My coworker was telling me that he has a Corkscrew (sometimes called Curly) Willow tree in his yard that has bees all over it, as in covering. I am assuming that this time of year they are pulling propolis? The tree is definitely a spring blooming tree.

(Note: not a swarm, from his description, they are gathering something. My guess was propolis, but the sheer number he was talking about sounded large. - Thousands)


----------



## Walliebee (Nov 17, 2006)

They would not be gathering propolis with that number of bees. It must be something sweet. I'm guessing they are getting honeydew from scale or aphids on the tree.


----------



## Chemguy (Nov 26, 2012)

My neighbor has a mimosa tree that drops sap and all sorts of dander that attract bees well after the early summer blooms are finished. The bees spent all day gathering it, and his deck was covered in bees for a few weeks during a recent dry spell. I offered to wash his deck for him but he declined, figuring that the situation would take care of itself. Like Walliebee said, there must be some good sweetness in the sap. 

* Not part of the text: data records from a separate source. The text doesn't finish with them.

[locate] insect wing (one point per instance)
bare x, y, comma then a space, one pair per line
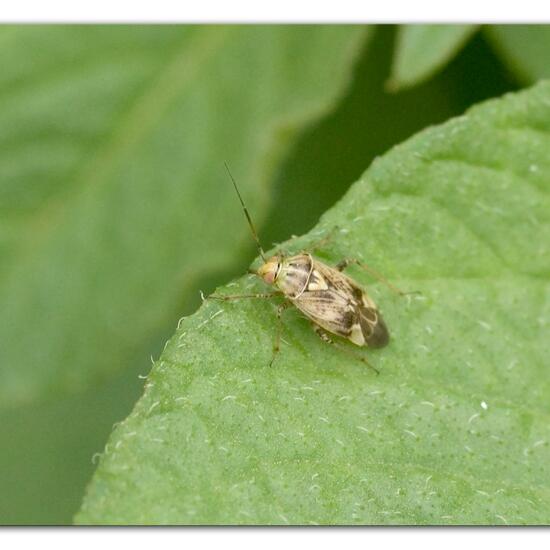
333, 301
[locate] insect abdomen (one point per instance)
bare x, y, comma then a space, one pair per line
377, 335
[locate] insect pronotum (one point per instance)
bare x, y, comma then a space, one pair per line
331, 300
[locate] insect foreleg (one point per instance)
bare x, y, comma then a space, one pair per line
277, 343
326, 338
340, 266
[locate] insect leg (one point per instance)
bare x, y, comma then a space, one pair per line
340, 266
326, 338
277, 343
224, 297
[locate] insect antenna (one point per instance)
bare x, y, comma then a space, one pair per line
249, 219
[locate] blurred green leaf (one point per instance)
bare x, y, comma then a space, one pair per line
525, 48
424, 49
114, 200
454, 430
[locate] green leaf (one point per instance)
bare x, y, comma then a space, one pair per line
422, 50
525, 48
455, 428
112, 156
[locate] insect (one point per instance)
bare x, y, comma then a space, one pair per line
331, 300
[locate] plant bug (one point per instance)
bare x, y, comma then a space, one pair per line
331, 300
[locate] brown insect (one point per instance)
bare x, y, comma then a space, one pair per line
334, 302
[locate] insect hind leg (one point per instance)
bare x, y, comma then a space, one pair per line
340, 266
326, 338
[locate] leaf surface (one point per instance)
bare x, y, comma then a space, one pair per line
113, 144
422, 50
455, 428
525, 48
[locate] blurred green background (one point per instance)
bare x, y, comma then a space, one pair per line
112, 188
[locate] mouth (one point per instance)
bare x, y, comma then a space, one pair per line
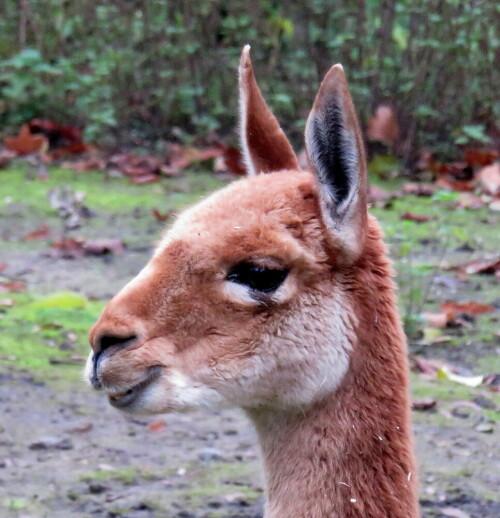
126, 399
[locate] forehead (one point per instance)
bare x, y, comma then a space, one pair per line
263, 214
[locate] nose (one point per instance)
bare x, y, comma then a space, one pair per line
103, 341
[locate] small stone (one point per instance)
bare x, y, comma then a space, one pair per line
484, 428
52, 443
97, 489
484, 402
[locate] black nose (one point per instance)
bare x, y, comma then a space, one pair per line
106, 341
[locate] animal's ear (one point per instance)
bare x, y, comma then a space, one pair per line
265, 146
335, 148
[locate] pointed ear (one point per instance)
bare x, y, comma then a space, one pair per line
335, 148
265, 146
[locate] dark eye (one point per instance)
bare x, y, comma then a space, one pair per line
257, 277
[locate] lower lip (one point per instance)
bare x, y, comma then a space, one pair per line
127, 399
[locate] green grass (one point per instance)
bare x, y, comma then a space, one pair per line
115, 195
37, 329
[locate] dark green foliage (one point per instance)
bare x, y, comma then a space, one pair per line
130, 70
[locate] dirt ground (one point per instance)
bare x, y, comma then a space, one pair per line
64, 453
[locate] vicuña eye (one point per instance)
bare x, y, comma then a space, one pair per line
257, 277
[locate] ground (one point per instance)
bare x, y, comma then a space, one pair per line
65, 453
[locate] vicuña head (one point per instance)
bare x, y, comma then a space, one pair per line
274, 294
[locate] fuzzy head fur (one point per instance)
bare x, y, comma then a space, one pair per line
318, 358
188, 336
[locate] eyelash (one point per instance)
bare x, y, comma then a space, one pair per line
257, 278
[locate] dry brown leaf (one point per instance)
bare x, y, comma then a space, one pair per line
40, 233
417, 189
450, 184
26, 143
70, 248
467, 200
489, 179
83, 428
427, 366
103, 247
465, 308
439, 320
5, 157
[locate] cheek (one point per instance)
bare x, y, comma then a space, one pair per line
177, 392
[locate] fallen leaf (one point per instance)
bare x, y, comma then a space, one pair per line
63, 139
12, 286
453, 512
439, 320
383, 126
470, 381
70, 248
467, 308
26, 143
83, 428
145, 178
479, 157
233, 161
140, 169
418, 218
40, 233
424, 404
52, 443
455, 185
157, 425
103, 246
417, 189
489, 179
181, 157
427, 366
5, 157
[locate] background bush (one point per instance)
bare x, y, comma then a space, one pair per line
130, 70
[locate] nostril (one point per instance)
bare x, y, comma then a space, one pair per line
106, 341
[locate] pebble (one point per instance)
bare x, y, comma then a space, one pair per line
52, 443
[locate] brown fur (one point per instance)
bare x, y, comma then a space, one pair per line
319, 366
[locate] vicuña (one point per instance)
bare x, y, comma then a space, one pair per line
275, 295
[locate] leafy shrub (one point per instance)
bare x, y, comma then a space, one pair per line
135, 70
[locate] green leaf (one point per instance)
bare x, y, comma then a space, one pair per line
61, 300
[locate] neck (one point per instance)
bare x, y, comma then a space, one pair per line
349, 455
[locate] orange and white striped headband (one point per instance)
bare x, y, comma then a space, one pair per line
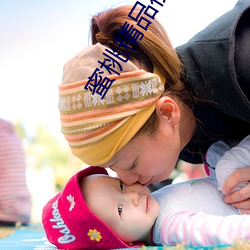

I learned a few good lessons:

1) Good neighbors are invaluable.
2) Bees will find nectar where they can get it
3) Although there are widespread seasonal blooms, the occasional odd tree or plant can be a significant source of nectar.

I made a mental note to gift some of the first honey from my new hives. It might not be until spring, but my neighbors are definitely on the top of the recipient list.


----------



## VARyan (Feb 4, 2013)

We have a small corkscrew willow (20ish ft tall) in the corner of our yard that is under a very large willow oak (80+ ft tall 17ft around at the middle of the trunk) I have never seen a bee in our corkscrew. Not saying they don't use them, ours might be too shaded to produce anything of use, but I wouldn't plant one for the bees. We also have a very large mature willow tree (over 40yrs old around 60ft high probably ten feet around trunk) it was buzzing this past spring. Great to plant for the bees but a huge headache when it comes to yardwork, especially since it's next to our pond. I'm curious to find out what the bees where up to in that corkscrew, if it's useful to the ladies then that's a check mark in the trees favor to keep the chain saw away from it. Keep us posted if you discover what they where foraging, or if they just like swarming in them.


----------